Lakehouse Table Overview - StreamNative Documentation

Lakehouse Table is a zero-ETL integration that automatically converts streaming data from Apache Pulsar topics into open table formats — Apache Iceberg and Delta Lake — stored directly on object storage (AWS S3, GCS, Azure Blob Storage). This enables unified streaming and analytics access to the same data without building or maintaining separate data pipelines.

Architecture

                          ┌──────────────────┐
                          │   Pulsar Broker  │
                          └────────┬─────────┘
                                   │
                   ┌───────────────┴────────────────┐
                   │  WAL Storage                   │
                   │  ┌──────────────────────────┐  │
                   │  │ Latency-Optimized:       │  │
                   │  │   Apache BookKeeper      │  │
                   │  ├──────────────────────────┤  │
                   │  │ Cost-Optimized:          │  │
                   │  │   Object Storage         │  │
                   │  │   (S3 / GCS / Azure)     │  │
                   │  └──────────────────────────┘  │
                   └───────────────┬────────────────┘
                                   │ Reads from both
                                   ▼
                    ┌─────────────────────────────┐
                    │    Compaction Service       │
                    │  (WAL → Parquet conversion) │
                    └────────────┬────────────────┘
                                 │ Commit
                                 ▼
                    ┌─────────────────────────────┐
                    │    Lakehouse Table          │
                    │  (Iceberg / Delta Lake)     │
                    └─────────────────────────────┘
                                 │
                    ┌────────────┴────────────┐
                    ▼                         ▼
             External Catalog          Query Engines
          (Unity Catalog, S3Table,   (Spark, Trino,
           BigLake, Snowflake)        DuckDB, Athena)

WAL Storage Options

Lakehouse Table supports two WAL storage tiers:

Latency-optimized (Apache BookKeeper): Low-latency writes for performance-sensitive workloads
Cost-optimized (Object Storage): Direct writes to AWS S3, GCS, or Azure Blob Storage for cost efficiency

The Compaction Service reads from both BookKeeper and Object Storage, converts the data to Parquet format, and commits snapshots to the lakehouse catalog.

Coordination

Oxia serves as the metadata store for coordination, leader election, schema storage, and offset index management. The Compaction Service operates with a leader-worker architecture: the leader publishes compaction tasks and commits results to the lakehouse catalog, while workers perform the WAL-to-Parquet conversion.

Table Modes

External Table (SDT — Stream Delivered Table)

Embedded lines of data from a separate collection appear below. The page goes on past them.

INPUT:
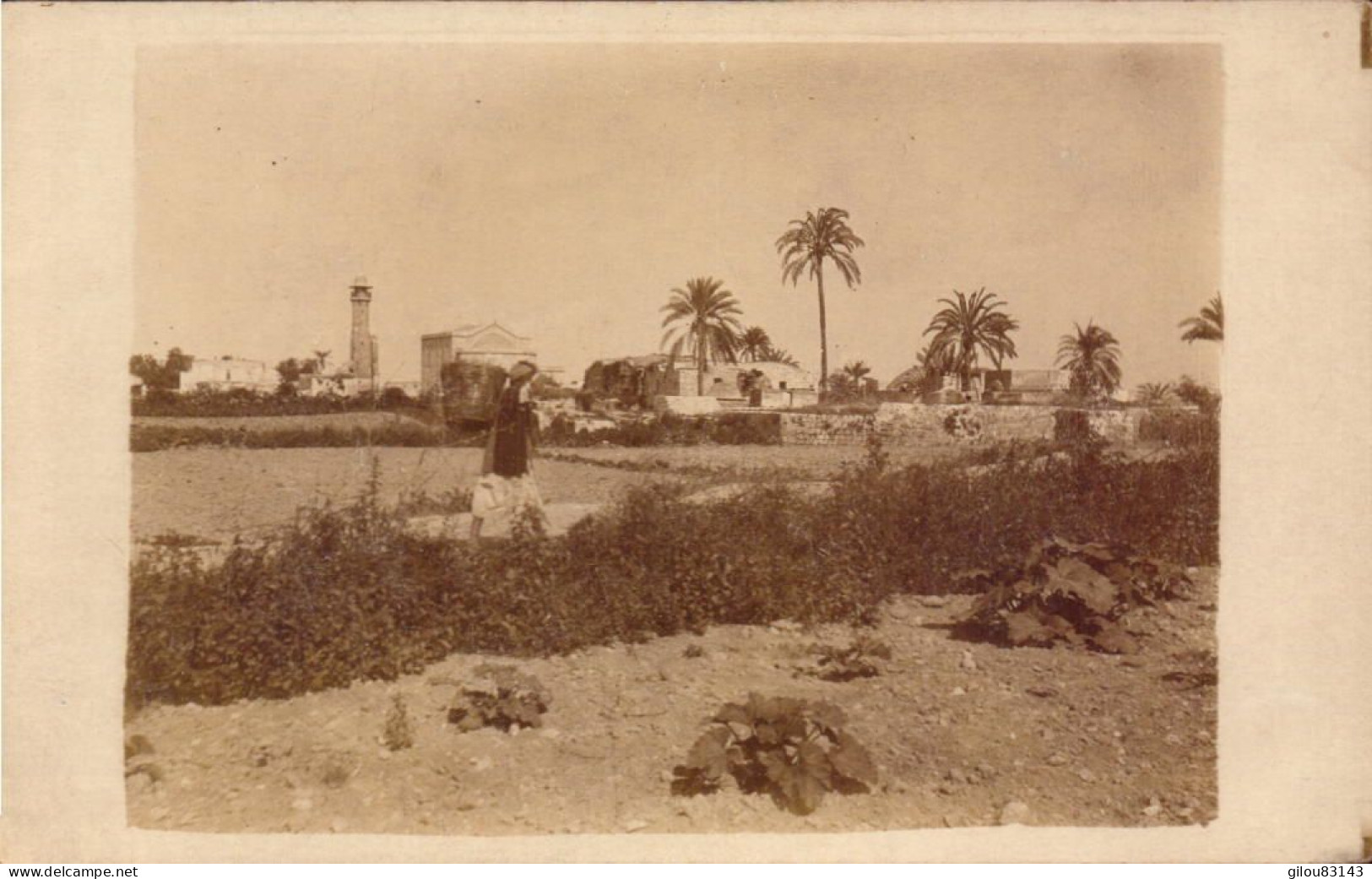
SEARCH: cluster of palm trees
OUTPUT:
[663,207,863,392]
[1133,294,1224,407]
[663,200,1224,400]
[663,277,797,393]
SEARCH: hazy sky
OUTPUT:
[133,44,1223,387]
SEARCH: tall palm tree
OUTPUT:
[1058,321,1121,399]
[1177,294,1224,343]
[925,286,1019,391]
[738,327,771,363]
[661,277,744,395]
[777,207,865,393]
[1133,381,1176,406]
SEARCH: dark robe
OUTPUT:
[490,384,536,479]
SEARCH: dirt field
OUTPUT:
[127,571,1217,833]
[133,411,424,431]
[133,444,929,540]
[133,448,666,540]
[546,446,963,479]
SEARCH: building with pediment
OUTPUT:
[420,321,538,395]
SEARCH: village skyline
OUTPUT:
[133,46,1221,388]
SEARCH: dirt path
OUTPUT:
[127,569,1216,833]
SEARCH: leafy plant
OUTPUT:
[672,692,876,815]
[959,536,1192,653]
[810,633,891,683]
[382,694,415,751]
[447,664,553,732]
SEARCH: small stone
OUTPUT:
[996,800,1029,827]
[123,772,152,797]
[123,734,156,760]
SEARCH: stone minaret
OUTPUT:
[349,275,376,387]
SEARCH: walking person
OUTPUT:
[472,361,544,541]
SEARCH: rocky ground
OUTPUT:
[127,569,1217,833]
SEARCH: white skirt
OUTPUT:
[472,473,544,520]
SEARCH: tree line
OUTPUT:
[661,207,1224,403]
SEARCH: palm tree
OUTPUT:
[925,286,1019,391]
[661,277,744,395]
[777,207,865,393]
[1058,321,1121,399]
[1177,294,1224,343]
[738,327,771,363]
[1133,381,1174,406]
[915,343,957,393]
[757,341,800,366]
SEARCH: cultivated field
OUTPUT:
[133,411,424,432]
[127,420,1218,833]
[133,441,917,540]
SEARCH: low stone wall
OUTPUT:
[781,403,1140,446]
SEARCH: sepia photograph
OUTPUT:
[123,42,1225,835]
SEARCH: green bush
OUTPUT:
[127,438,1218,705]
[1139,409,1220,447]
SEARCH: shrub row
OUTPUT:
[1139,409,1220,447]
[127,438,1218,705]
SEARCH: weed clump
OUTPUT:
[447,664,553,732]
[672,692,876,815]
[382,694,415,751]
[959,538,1191,653]
[807,633,891,683]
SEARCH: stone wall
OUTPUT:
[781,403,1140,446]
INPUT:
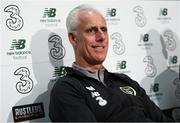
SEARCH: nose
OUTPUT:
[96,29,105,41]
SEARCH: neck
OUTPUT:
[75,60,103,72]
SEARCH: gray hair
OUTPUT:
[66,4,98,33]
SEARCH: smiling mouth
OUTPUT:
[92,46,105,51]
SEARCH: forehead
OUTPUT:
[78,10,106,26]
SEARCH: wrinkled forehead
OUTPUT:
[78,10,106,26]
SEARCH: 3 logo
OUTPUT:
[111,32,125,55]
[14,67,33,94]
[163,30,176,51]
[133,6,146,27]
[43,8,56,18]
[48,35,66,60]
[143,56,157,77]
[4,5,24,31]
[10,39,26,50]
[106,8,116,17]
[173,76,180,99]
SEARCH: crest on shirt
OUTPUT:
[119,86,136,96]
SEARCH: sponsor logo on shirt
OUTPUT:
[119,86,136,96]
[86,86,107,106]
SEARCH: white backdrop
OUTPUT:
[0,0,180,122]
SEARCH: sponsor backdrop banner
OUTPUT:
[0,0,180,122]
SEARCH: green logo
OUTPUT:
[43,8,56,18]
[116,61,126,70]
[106,8,116,17]
[53,66,67,77]
[169,56,178,64]
[159,8,168,16]
[10,39,26,50]
[150,83,159,92]
[142,34,149,42]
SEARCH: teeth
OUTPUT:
[94,46,103,50]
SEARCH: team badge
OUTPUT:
[119,86,136,96]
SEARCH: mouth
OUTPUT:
[92,45,105,51]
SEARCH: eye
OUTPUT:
[86,27,98,33]
[101,27,107,32]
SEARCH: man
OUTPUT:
[49,5,172,122]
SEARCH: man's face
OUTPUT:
[75,11,108,65]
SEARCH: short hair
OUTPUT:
[66,4,99,33]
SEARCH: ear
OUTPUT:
[68,33,77,47]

An External Table delivers data from Pulsar topics into an external lakehouse catalog (such as Databricks Unity Catalog, Snowflake, AWS S3Table, or Google BigLake). A separate copy of the topic data is written to the Lakehouse table — the Pulsar topic and the Lakehouse table hold independent copies of the same records. In this mode:

Data is written to Iceberg or Delta Lake tables managed by the external catalog as a separate copy from the Pulsar topic
Analytical access via standard table APIs (Spark, Trino, DuckDB, Athena, etc.)
Supports upsert, partition key, and schema evolution
The external catalog governs data lifecycle (retention, deletion) for the Lakehouse copy independently of the Pulsar topic
Streaming reads with offset semantics are not supported on the delivered data

Use External Tables when: you want to deliver streaming data into curated lakehouse tables for analytics, integrate with existing data platforms, or need upsert/deduplication capabilities.

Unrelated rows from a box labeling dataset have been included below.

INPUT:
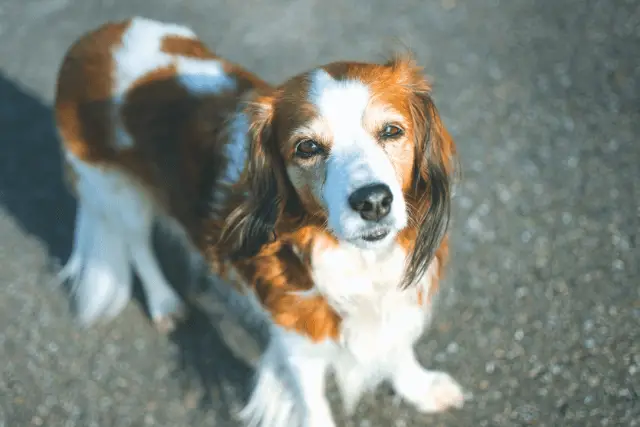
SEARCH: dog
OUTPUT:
[55,17,464,427]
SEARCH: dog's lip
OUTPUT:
[359,227,391,242]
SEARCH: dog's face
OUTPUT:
[228,54,454,288]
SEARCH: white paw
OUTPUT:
[413,371,465,413]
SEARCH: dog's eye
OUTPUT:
[296,139,323,159]
[380,125,403,139]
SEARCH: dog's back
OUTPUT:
[55,18,266,328]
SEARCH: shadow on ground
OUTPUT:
[0,74,252,420]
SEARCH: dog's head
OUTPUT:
[222,57,455,284]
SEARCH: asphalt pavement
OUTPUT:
[0,0,640,427]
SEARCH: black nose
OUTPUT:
[349,184,393,221]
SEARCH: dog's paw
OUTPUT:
[413,371,465,413]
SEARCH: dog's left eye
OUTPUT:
[380,125,403,139]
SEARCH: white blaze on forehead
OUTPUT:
[309,69,371,150]
[309,69,407,239]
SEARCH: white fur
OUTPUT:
[112,17,195,149]
[176,57,236,94]
[310,70,407,247]
[112,17,235,149]
[241,239,464,427]
[60,153,182,326]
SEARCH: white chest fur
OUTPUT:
[304,245,437,410]
[313,245,431,370]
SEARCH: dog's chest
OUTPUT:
[313,242,429,364]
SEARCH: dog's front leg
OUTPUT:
[390,345,464,413]
[240,327,335,427]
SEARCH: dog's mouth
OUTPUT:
[360,228,391,242]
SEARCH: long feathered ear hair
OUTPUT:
[222,89,287,259]
[388,54,459,287]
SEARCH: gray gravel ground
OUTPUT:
[0,0,640,427]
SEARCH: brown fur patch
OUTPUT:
[238,227,341,341]
[55,20,130,163]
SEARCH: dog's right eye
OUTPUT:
[296,139,323,159]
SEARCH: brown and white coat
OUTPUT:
[55,18,463,427]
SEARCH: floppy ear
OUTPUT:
[222,91,285,258]
[392,57,458,287]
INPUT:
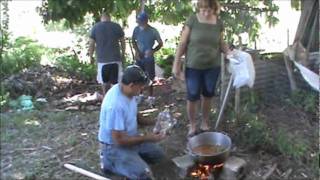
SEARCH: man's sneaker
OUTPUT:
[146,96,156,108]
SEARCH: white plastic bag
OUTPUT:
[153,108,177,134]
[228,50,255,88]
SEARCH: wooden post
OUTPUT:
[219,54,227,107]
[283,54,297,91]
[234,88,240,120]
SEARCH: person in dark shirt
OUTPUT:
[132,11,163,100]
[89,13,125,96]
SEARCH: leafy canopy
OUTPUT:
[39,0,278,41]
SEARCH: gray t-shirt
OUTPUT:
[90,21,124,63]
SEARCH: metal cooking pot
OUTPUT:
[187,132,232,164]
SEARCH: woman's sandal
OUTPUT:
[200,127,210,133]
[187,130,197,138]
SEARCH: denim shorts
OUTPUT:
[100,143,164,179]
[185,67,220,101]
[136,57,156,80]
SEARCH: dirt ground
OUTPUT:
[0,67,319,180]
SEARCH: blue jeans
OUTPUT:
[185,67,220,101]
[136,57,156,80]
[100,143,164,179]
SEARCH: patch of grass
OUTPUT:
[238,113,270,148]
[273,129,307,160]
[284,90,319,113]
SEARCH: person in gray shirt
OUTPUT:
[89,13,125,96]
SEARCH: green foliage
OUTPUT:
[241,90,263,113]
[285,90,319,113]
[291,0,301,11]
[0,87,10,112]
[273,129,307,160]
[0,37,46,78]
[39,0,278,42]
[55,54,96,80]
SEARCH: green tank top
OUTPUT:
[186,15,223,69]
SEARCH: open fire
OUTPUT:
[190,163,223,180]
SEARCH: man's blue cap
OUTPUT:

Internal Table (SBT — Stream Backed Table)

Coming Soon — Internal Table support is under active development.

An Internal Table is managed entirely by Ursa Storage. The Pulsar topic and the Lakehouse table share the same single copy of data — there is no separate write to the Lakehouse table. The same physical data supports both streaming reads (with offset tracking and replay) and analytical queries — true stream-table duality with zero data duplication.

Supported Cluster Profiles and Protocols

StreamNative Private Cloud offers two cluster types (Pulsar and Kafka), each with two performance profiles (latency-optimized and cost-optimized). Lakehouse delivery support depends on the combination of cluster type, profile, and producer protocol.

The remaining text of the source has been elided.